Since CEEF's budget is set in September and the legislative raids don't start until the following spring, the organization would have to alter programming at the last minute, or even after it already started, Steeves said.
“We have all these grand plans, and it is not going to happen,” Steeves said. “You are always looking over your shoulder worrying if it is going to happen again.”
Fortunately for CEEF, current Gov. Dannel Malloy has made energy efficiency a priority for his administration. Dan Esty — Malloy's hand-picked commissioner for the Department of Energy & Environmental Protection — is the chairman of the Energy Efficiency Board.
That, and the problems associated with taking ratepayer funds for taxpayer purposes, should leave the CEEF money secure for the near future.
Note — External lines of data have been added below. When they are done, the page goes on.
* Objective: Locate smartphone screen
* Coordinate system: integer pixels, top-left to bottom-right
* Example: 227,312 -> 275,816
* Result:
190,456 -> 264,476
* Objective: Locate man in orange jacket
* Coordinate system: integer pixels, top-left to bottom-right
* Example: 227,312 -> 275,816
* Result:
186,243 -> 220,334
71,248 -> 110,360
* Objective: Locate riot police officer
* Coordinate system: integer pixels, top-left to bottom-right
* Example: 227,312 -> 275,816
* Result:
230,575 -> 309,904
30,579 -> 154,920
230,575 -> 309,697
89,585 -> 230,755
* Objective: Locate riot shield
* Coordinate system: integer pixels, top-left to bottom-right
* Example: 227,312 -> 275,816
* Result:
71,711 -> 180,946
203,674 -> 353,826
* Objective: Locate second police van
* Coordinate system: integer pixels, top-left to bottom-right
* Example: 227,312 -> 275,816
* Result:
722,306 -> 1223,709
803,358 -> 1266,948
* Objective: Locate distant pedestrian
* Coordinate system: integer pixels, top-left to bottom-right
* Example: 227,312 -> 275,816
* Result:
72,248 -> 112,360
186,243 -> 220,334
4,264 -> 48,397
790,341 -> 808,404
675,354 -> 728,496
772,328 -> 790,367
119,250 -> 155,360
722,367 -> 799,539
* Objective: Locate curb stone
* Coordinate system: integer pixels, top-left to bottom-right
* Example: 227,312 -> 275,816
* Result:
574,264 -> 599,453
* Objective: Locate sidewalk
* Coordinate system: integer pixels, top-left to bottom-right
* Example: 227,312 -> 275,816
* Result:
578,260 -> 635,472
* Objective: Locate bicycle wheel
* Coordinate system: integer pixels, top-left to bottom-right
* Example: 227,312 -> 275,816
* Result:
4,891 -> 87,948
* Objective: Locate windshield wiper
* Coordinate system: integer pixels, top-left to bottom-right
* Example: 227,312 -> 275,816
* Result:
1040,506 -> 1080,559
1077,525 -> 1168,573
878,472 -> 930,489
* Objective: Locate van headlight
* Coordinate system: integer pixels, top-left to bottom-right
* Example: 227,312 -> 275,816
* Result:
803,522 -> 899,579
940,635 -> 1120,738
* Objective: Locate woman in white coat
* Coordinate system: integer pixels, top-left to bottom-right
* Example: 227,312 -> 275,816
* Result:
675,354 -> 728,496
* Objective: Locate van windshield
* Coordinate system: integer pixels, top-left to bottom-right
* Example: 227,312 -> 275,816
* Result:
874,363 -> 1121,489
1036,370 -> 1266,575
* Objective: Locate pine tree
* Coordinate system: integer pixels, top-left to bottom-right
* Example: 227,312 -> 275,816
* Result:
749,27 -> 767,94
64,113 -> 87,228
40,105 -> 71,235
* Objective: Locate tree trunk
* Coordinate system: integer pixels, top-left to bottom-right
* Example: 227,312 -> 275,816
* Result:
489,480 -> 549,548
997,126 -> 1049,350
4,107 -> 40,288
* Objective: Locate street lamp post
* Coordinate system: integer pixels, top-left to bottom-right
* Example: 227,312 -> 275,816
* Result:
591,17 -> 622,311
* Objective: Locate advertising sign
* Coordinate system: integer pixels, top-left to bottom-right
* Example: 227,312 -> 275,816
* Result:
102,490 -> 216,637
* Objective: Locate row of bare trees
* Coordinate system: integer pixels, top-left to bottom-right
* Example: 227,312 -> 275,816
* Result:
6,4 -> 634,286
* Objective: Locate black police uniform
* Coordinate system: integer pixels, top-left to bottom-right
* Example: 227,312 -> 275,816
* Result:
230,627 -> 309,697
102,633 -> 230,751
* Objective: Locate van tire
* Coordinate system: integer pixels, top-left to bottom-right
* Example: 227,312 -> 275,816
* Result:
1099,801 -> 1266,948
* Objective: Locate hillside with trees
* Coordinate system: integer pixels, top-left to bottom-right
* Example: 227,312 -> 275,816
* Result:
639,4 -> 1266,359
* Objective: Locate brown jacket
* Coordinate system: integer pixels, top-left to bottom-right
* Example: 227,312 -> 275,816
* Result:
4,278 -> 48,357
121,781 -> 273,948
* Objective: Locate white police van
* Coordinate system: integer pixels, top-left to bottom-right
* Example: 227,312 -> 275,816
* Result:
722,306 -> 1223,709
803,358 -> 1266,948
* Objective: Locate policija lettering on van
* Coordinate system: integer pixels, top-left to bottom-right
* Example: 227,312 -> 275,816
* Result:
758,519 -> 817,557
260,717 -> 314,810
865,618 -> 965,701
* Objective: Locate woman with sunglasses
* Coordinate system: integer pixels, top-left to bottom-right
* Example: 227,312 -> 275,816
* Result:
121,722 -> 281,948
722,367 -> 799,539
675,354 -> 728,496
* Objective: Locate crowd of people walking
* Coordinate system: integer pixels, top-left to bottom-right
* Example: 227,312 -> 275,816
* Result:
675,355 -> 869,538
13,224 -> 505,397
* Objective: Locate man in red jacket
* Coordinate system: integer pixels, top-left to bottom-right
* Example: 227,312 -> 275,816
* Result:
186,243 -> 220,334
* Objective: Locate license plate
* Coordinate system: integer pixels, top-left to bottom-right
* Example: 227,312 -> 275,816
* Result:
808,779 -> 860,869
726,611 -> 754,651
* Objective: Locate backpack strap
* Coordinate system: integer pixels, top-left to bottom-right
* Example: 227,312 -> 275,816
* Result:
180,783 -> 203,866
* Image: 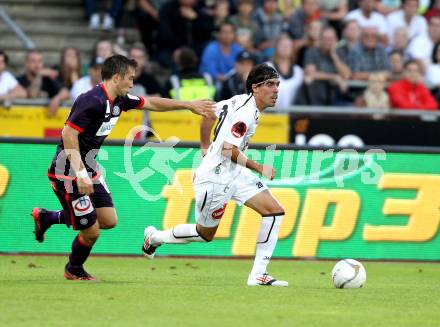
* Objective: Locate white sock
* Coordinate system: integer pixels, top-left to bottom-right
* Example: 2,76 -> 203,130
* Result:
151,224 -> 206,244
251,213 -> 284,276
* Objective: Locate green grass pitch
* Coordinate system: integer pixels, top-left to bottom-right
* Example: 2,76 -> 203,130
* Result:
0,256 -> 440,327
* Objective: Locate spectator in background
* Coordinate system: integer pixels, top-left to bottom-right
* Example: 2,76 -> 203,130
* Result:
269,34 -> 304,109
425,0 -> 440,21
0,50 -> 26,107
348,26 -> 390,81
425,43 -> 440,91
293,20 -> 322,67
376,0 -> 402,16
386,26 -> 409,59
386,0 -> 428,42
297,27 -> 350,106
136,0 -> 166,55
200,23 -> 243,83
278,0 -> 301,22
84,0 -> 124,31
355,73 -> 390,109
337,20 -> 361,64
407,16 -> 440,71
17,50 -> 70,116
57,47 -> 81,90
93,39 -> 115,60
212,0 -> 230,31
166,47 -> 215,101
388,50 -> 405,81
70,57 -> 104,101
388,60 -> 438,110
129,44 -> 163,139
158,0 -> 213,69
288,0 -> 321,43
229,0 -> 259,44
345,0 -> 388,45
319,0 -> 348,35
216,50 -> 258,101
254,0 -> 286,58
129,44 -> 163,97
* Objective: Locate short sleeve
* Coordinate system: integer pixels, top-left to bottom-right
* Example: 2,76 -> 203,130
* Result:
215,100 -> 228,118
119,94 -> 145,111
66,95 -> 102,133
225,107 -> 255,147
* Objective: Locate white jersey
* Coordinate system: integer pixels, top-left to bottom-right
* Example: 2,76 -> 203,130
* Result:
194,94 -> 260,184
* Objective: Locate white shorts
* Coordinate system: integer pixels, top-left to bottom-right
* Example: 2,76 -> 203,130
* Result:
194,169 -> 267,227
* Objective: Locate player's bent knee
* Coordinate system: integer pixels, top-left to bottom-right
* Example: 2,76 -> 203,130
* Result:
196,225 -> 217,242
99,218 -> 118,229
79,226 -> 99,246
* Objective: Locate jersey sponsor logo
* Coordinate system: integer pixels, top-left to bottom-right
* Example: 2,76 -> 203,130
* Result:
211,203 -> 227,219
112,106 -> 121,116
231,121 -> 247,138
72,195 -> 95,217
96,116 -> 119,136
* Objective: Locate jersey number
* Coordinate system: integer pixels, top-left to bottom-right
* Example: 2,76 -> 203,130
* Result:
213,104 -> 228,142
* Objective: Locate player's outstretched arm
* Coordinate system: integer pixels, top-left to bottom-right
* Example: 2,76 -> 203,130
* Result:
61,125 -> 93,195
142,97 -> 215,116
222,142 -> 275,180
200,114 -> 217,156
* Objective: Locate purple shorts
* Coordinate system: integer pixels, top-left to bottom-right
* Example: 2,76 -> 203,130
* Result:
49,176 -> 114,230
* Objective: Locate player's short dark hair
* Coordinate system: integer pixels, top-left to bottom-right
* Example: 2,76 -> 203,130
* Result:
0,49 -> 9,65
101,55 -> 137,80
403,59 -> 422,71
246,63 -> 280,93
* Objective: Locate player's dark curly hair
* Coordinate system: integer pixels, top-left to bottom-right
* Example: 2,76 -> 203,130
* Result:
0,50 -> 9,65
246,63 -> 279,93
101,55 -> 137,80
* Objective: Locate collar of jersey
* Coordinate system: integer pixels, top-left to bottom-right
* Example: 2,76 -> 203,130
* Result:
99,83 -> 113,103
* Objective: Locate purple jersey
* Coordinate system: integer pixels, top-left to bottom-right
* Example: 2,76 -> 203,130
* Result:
48,83 -> 144,178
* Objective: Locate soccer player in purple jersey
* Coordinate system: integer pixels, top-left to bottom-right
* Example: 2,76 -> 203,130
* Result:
32,55 -> 214,280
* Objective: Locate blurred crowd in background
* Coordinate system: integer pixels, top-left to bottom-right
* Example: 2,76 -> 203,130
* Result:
0,0 -> 440,114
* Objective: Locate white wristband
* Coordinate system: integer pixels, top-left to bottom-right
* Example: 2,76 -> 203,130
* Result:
76,169 -> 89,178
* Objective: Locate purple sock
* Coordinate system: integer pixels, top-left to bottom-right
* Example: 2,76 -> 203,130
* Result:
42,210 -> 65,226
69,235 -> 92,267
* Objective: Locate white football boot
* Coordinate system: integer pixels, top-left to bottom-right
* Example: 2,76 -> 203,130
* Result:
248,274 -> 289,286
142,226 -> 160,259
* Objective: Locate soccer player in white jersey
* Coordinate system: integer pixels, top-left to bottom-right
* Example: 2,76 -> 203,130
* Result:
142,64 -> 288,286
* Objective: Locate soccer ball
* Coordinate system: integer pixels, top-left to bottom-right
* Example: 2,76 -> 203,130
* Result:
332,259 -> 367,288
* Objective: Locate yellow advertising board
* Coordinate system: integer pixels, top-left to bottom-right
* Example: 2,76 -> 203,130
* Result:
0,106 -> 289,143
0,106 -> 144,139
150,111 -> 289,144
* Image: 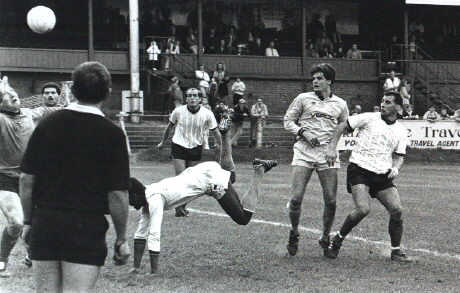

“This may be the first year where we don't have to worry about the raiding of the funds,” Steeves said.
The same commitment to energy efficiency isn't comforting to the gas station owners and other members of the Independent Connecticut Petroleum Association.
Malloy and the General Assembly are proposing a tax on the sale of heating oil to pay for increased efficiency programs for homes that use oil for heat. Homes and businesses heated with natural gas and electricity already pay into these CEEF programs through a fee on their utility bills.
Still stinging from the 21-year failure of the UST Fund, the ICPA members — who own gas stations and heating oil businesses — aren't buying the promise that a new heating oil tax will stay in the conservation fund, Guilford said.
“The reactions of people in my industry are 'You've got to be kidding!'” Guildford said.